SRE Agent Guardrails: A Defense-in-Depth Checklist

Eleven independent guardrails, each with a different failure model. The checklist, what each catches, and the order to add them as your agent matures.

The 11 layers

Defence in depth is the right shape because no single layer catches every failure. The 11 layers below are the canonical set most production agent platforms converge on.

Layers 1-3. Read-only by default, tool allowlist, pre-flight checks. The minimal foundation; an agent without these is unsafe at any scale.
Layers 4-7. Two-person approval for risky actions, action caps per run and per service and per tenant, stagger between actions, sandbox-first for irreversible actions.
Layers 8-10. Loop detection, cost budget enforcement, confidence threshold for action. The layers that protect against the agent’s own pathologies.
Layer 11: audit log. Least exciting, most important. The audit log is what lets you debug, learn from, and prove anything about the other 10.

Each layer covers different failures

The layers are independent on purpose. A failure that slips one layer is caught by the next; a failure that slips all 11 is exceedingly rare.

Layer 1 (read-only) prevents whole categories. An agent that cannot write cannot misbehave through writes.
Layer 4 (approval) catches subtle misses. Cases where layers 2 and 3 allowed something subtle to slip through.
Layer 11 (audit) is post-failure. The only layer that helps after a failure; the rest are preventive.
Independence test. If two layers always fail together on the same eval case, one of them is redundant; the layers are designed not to correlate.

Order to add them

Adding all 11 at once stalls. The order below ships a safe-but-useless agent on day one and adds capability layer by layer with evidence.

Day one. Layers 1, 2, 11. Read-only, tool allowlist, audit log. A safe agent that does nothing visibly useful yet.
Week 2-4. Layers 3, 5, 9. Pre-flight, caps, cost budget. Now the agent can act, but bounded.
Month 2-3. Layers 4, 6, 7. Approval, stagger, sandbox. The agent takes risky actions only with explicit gating.
As needed. Layers 8 (loop detection) and 10 (confidence threshold). Add when production data shows a need; do not preempt.

When 11 is too many

Not every agent needs every layer. The two situations below are the only ones where the full set is overkill.

Bounded internal agents. A tool that fills a Jira ticket from logs can drop to 4 or 5 layers. The high-stakes layers are not warranted at this scope.
Customer-facing production. Needs all 11. Anything less than the full set has been compromised by experience.
Default to all 11. The cost of an extra layer is minor; the cost of a missing layer can be a postmortem.
Drop with evidence.

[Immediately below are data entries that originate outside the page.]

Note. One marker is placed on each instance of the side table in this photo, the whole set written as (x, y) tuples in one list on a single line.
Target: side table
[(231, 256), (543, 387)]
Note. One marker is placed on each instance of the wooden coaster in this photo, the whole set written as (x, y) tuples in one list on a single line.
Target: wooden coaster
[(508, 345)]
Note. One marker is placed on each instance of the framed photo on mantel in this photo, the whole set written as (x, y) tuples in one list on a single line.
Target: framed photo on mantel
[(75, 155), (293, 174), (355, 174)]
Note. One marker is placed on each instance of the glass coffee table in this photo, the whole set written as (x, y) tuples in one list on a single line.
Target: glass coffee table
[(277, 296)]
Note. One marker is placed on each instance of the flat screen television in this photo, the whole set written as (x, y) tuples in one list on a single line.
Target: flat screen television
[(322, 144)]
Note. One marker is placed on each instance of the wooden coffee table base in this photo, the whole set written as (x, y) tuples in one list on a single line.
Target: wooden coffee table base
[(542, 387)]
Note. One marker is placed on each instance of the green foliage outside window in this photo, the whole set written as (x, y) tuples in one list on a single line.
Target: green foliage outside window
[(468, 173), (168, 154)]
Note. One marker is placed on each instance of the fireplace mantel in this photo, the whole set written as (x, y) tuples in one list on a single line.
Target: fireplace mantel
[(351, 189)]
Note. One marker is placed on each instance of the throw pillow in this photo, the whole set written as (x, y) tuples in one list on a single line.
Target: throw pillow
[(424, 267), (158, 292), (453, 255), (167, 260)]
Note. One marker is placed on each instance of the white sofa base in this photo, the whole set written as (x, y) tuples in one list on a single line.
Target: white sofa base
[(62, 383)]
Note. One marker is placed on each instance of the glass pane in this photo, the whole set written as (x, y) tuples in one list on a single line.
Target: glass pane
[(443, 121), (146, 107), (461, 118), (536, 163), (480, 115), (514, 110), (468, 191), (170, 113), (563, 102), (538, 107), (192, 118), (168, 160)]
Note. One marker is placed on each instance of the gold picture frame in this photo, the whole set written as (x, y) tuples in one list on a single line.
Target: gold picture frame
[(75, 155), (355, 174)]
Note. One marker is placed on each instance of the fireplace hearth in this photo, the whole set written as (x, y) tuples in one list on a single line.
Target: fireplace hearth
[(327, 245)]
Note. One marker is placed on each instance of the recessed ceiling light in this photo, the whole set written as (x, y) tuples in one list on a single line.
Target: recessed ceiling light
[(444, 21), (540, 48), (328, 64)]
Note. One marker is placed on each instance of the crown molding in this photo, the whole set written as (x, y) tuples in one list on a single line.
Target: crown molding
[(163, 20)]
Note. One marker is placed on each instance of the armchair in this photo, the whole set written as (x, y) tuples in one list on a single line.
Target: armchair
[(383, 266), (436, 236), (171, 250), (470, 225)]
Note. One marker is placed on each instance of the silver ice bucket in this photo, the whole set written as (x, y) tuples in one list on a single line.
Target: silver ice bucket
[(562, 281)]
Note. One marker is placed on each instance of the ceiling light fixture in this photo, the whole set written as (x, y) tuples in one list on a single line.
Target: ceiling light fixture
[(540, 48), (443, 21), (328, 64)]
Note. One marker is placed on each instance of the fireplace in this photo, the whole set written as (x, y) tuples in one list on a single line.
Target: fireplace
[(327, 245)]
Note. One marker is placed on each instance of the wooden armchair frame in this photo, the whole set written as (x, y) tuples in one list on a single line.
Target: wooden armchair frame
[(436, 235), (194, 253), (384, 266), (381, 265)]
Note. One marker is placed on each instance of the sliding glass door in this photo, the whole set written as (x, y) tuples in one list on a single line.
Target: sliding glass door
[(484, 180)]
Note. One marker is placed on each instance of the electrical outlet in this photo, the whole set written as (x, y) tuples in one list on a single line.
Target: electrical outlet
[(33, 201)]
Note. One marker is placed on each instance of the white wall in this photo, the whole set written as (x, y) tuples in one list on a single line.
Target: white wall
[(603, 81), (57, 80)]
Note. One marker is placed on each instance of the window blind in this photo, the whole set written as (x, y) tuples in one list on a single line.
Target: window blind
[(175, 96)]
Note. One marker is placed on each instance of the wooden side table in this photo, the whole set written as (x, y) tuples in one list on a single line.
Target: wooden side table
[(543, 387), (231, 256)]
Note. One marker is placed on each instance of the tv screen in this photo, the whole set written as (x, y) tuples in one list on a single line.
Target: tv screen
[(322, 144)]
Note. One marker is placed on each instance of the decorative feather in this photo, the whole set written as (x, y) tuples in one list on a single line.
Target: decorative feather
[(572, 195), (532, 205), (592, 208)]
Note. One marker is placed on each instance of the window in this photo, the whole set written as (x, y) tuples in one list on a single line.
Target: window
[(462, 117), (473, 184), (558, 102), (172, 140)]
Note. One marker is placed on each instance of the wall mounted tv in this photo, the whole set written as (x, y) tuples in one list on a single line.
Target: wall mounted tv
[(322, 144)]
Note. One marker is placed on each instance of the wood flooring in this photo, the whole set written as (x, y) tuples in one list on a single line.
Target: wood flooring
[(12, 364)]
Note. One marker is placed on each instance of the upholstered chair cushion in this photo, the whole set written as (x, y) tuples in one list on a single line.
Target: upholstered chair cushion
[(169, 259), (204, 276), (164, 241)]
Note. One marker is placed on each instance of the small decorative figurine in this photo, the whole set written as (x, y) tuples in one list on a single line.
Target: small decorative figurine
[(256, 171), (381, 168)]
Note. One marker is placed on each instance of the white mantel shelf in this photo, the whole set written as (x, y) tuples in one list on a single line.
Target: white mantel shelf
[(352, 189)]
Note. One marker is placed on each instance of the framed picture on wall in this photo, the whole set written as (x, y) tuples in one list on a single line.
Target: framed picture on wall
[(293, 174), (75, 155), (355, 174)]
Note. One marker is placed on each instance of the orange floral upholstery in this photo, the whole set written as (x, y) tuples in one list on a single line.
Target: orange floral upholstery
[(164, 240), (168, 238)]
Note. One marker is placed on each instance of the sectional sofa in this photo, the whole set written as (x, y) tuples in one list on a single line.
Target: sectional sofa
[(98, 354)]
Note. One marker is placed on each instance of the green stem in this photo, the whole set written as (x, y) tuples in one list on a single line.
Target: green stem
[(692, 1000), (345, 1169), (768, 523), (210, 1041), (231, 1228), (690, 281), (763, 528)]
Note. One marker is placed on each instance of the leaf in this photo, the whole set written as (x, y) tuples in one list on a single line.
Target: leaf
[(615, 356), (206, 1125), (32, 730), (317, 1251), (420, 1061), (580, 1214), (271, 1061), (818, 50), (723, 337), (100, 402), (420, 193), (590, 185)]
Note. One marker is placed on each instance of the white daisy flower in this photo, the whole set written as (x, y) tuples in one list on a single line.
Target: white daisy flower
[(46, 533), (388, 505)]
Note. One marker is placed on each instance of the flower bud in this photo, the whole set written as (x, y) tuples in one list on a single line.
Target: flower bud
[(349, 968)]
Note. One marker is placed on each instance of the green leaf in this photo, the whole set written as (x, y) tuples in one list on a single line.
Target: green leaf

Removing a layer requires production evidence that it has not fired in a quarter. Removing on hunch is how outages enter.

Testing the layers

Untested layers are decoration. The eval set must exercise each layer individually and the layers in combination.

Per-layer eval. Each layer has at least one eval case that fires it. “This case should trip the cap” passes if the cap fires.
Combined cases. Layer interactions. “This case requires layer 3 to refuse, then layer 4 to escalate, then layer 11 to record.” The agent passes all three.
Quarterly red team. Engineer scenarios specifically designed to slip through the layers; close any gaps the exercise surfaces.
Layer-coverage report. Track which layers fired this quarter. Layers that have not fired in two quarters get reviewed for relevance.